Questo l’articolo apparso oggi sulle pagine del Gazzettino di Padova

D’accordo i rinforzi pregiati come Kabine, Marcolini, Colman Castro e Leonarduzzi, ma è risaputo che in serie D conta avere giovani bravi per poter fare la differenza, dato che quattro devono essere sempre in campo. E il Campodarsego ha il vantaggio di avere già in casa un gruppo di ragazzi classe 1999 che nell’ultima stagione con la formazione juniores sono stati a un passo dall’arrivare alla semifinale per lo scudetto nazionale. Ecco allora che faranno parte della rosa della prima squadra in pianta stabile il portiere Matteo Cazzaro, il centrocampista Riccardo Brentan, gli attaccanti Edoardo Nalesso (trenta gol nell’ultima stagione) e Maurizio Menale, i difensori Mirco Barison ed Enrico Zanon, quest’ultimo al rientro dall’esperienza biancoscudata.

E Gianfranco Fonti li accoglie a braccia aperte. «Personalmente li ho visti all’opera in un paio di occasioni, ma la società li conosce molto bene. Sono ragazzi in possesso di grandi potenzialità e hanno dimostrato di meritarsi l’inserimento in prima squadra: fare parte di un gruppo ambizioso può aiutarli nella loro crescita».
Oltre ai quattro rinforzi di spessore sopra citati, sono arrivati anche Cristian Beccaro e Ndoj. E il mercato in entrata non è ancora terminato. «Sarà una squadra molto rinnovata, per cui bisognerà metterli insieme il prima possibile puntando sulle loro qualità tecniche e umane. Dovremo fare presto a trovare l’amalgama migliore, perché è molto importante partire bene. Naturalmente questo è compito mio, ma ci vorrà la collaborazione da parte di tutti i ragazzi per creare i presupposti giusti».
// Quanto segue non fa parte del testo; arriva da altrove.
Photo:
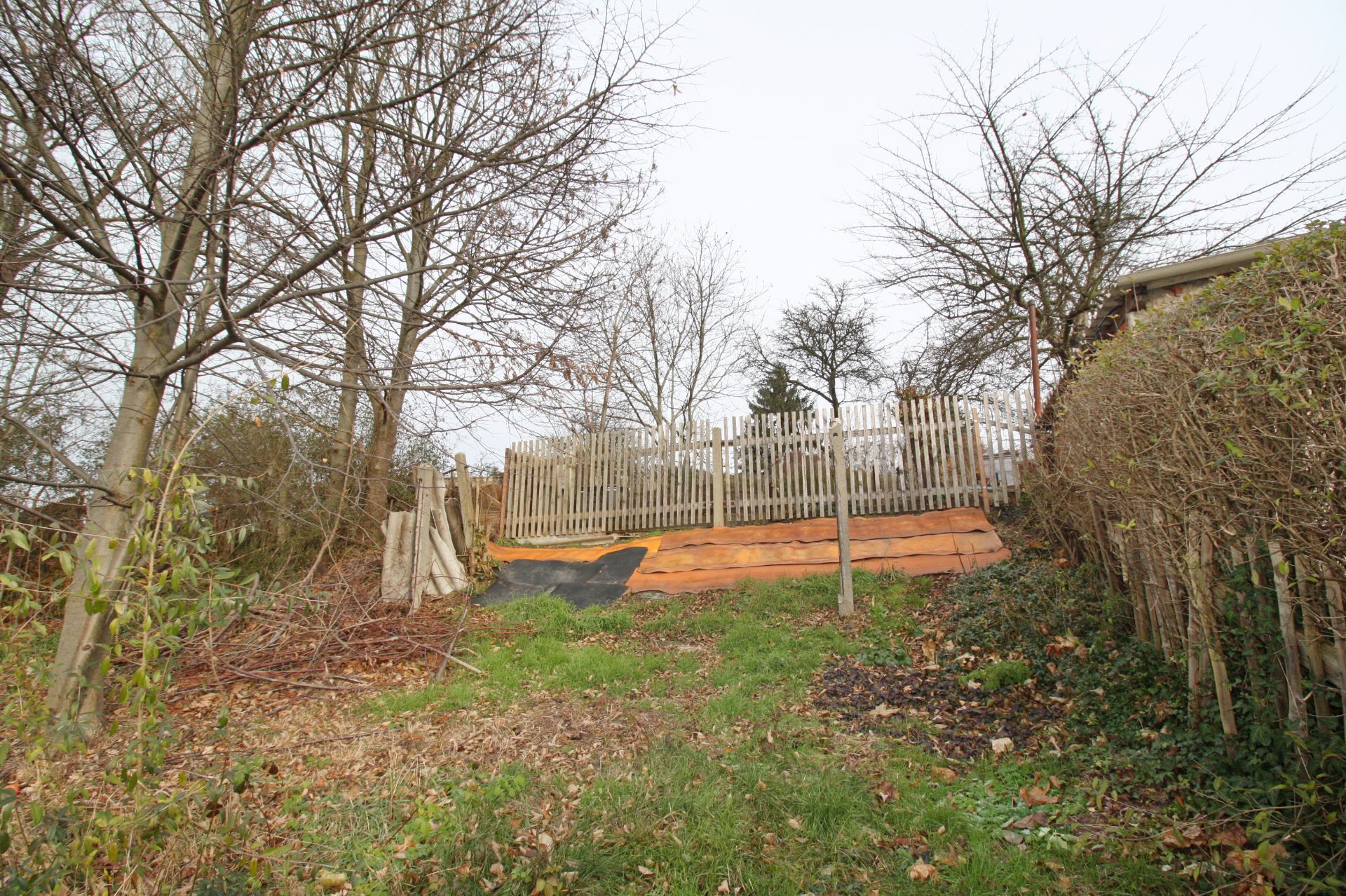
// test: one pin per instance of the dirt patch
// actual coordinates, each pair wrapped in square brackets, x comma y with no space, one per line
[930,708]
Tra l’altro mancano appena due settimane all’inizio della preparazione, con una certezza. Si giocherà con la difesa a tre. «Sì, nella quale Leonarduzzi farà il centrale. Abbiamo cercato di impostare la squadra con idee precise, sapendo poi di poter avere una certa duttilità negli altri reparti. Sono contento della squadra che stiamo costruendo: sono ragazzi che non ho avuto in passato, ma con i quali ho avuto modo di parlare e sento che c’è voglia
di fare bene. Questo mi fa essere ottimista per il futuro».
Quali saranno le vostre antagoniste nel prossimo campionato? «La Virtus Vecomp ha il vantaggio di partire con un gruppo che già si conosce, ma ci sono anche Trento, Arzignano e Belluno».